Reading Rockets' children's literature expert, Maria Salvadore, brings you into her world as she explores the best ways to use kids' books both inside — and outside — of the classroom.

Knowing what you see

October 16, 2009

A film critic's review of the film version of Where the Wild Things Are in today's Washington Post started me thinking. In it, the writer says clearly that the film adaptation of a picture book classic is not typical family film fare but that the film version "created a fully realized variation on its most highly charged themes."

How? By using the filmmakers' tools: real-life actors, costumes, sound, music, dialogue, and more — the general wizardry of movie making.

The idea of understanding what one sees, however, is critical. So crucial in fact, the American Academy of Pediatrics has suggested guidelines for parents about the use of media with children.

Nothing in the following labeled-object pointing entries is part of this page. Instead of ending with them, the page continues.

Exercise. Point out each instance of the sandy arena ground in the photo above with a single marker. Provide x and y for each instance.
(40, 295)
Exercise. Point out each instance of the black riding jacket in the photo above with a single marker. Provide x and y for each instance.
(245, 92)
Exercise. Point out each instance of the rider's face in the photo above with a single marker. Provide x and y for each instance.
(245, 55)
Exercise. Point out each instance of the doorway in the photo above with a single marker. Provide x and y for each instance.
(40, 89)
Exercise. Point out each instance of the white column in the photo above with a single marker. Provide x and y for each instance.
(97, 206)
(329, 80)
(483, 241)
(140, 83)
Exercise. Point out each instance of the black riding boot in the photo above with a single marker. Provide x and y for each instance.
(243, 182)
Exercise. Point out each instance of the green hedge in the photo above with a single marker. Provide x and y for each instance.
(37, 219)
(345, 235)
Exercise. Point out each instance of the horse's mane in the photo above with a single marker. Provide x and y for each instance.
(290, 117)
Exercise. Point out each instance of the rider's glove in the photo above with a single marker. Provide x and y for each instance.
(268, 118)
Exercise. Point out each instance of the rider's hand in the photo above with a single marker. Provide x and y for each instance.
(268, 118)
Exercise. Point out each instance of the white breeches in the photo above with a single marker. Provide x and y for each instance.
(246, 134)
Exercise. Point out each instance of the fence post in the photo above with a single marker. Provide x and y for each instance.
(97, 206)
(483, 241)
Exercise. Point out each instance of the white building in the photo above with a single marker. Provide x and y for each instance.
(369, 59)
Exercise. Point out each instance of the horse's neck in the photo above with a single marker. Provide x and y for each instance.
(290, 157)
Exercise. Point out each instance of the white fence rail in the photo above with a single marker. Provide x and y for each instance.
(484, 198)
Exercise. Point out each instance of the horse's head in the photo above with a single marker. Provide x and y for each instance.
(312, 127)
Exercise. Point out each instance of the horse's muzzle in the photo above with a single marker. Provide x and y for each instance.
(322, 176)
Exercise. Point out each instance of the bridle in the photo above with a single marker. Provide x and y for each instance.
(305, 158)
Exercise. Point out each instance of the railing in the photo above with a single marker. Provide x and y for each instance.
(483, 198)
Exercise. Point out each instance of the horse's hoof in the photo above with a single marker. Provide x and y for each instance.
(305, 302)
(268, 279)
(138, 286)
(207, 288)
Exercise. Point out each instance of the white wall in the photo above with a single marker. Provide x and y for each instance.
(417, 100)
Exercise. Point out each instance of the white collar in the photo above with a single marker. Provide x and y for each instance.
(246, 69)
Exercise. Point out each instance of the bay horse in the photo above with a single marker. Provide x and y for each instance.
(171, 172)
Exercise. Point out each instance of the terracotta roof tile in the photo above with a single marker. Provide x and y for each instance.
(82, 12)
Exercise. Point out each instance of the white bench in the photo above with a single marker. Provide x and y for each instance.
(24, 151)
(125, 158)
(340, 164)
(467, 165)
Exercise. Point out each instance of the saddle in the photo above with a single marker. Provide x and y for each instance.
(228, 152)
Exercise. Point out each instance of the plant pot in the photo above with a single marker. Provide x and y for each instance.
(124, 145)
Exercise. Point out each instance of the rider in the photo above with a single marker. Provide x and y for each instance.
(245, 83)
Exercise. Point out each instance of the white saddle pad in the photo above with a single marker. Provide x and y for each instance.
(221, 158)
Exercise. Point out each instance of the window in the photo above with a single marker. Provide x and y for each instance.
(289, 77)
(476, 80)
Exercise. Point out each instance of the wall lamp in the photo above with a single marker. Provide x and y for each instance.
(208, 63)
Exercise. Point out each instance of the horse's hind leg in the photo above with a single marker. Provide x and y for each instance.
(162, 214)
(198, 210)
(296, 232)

It seems to me that imbedded in the use of media is the broad notion of "visual literacy" — the ability to see, understand and interpret ideas and/or information conveyed through images. There are a great many sources available both off- and online.

But I'm not at all sure that adults pay much attention to what they see — I know I'm often oblivious. So how can we help children see and understand what they see in movies, on television, and the other images we're bombarded with everywhere?

One essential element is watching movies and TV together, adult and child/ren. Co-viewing is not a new idea at all, but it's one that should be taken to heart. It means not only respecting but investing time in what may interest a child.

I'm convinced that just as young children can effectively compare different versions of stories in books (I've done it with them), they can be guided to see visuals for what they are.

The depth of that comparison, of course, will depend on the age and sophistication of the individual child. But parents and teachers know the children with whom they live and work best. And why not use film adaptations — on television and in the movies — to start it all.

The payoff is that the movies they see and the books they read leads the way to their own storytelling and the ability to see beyond the most obvious.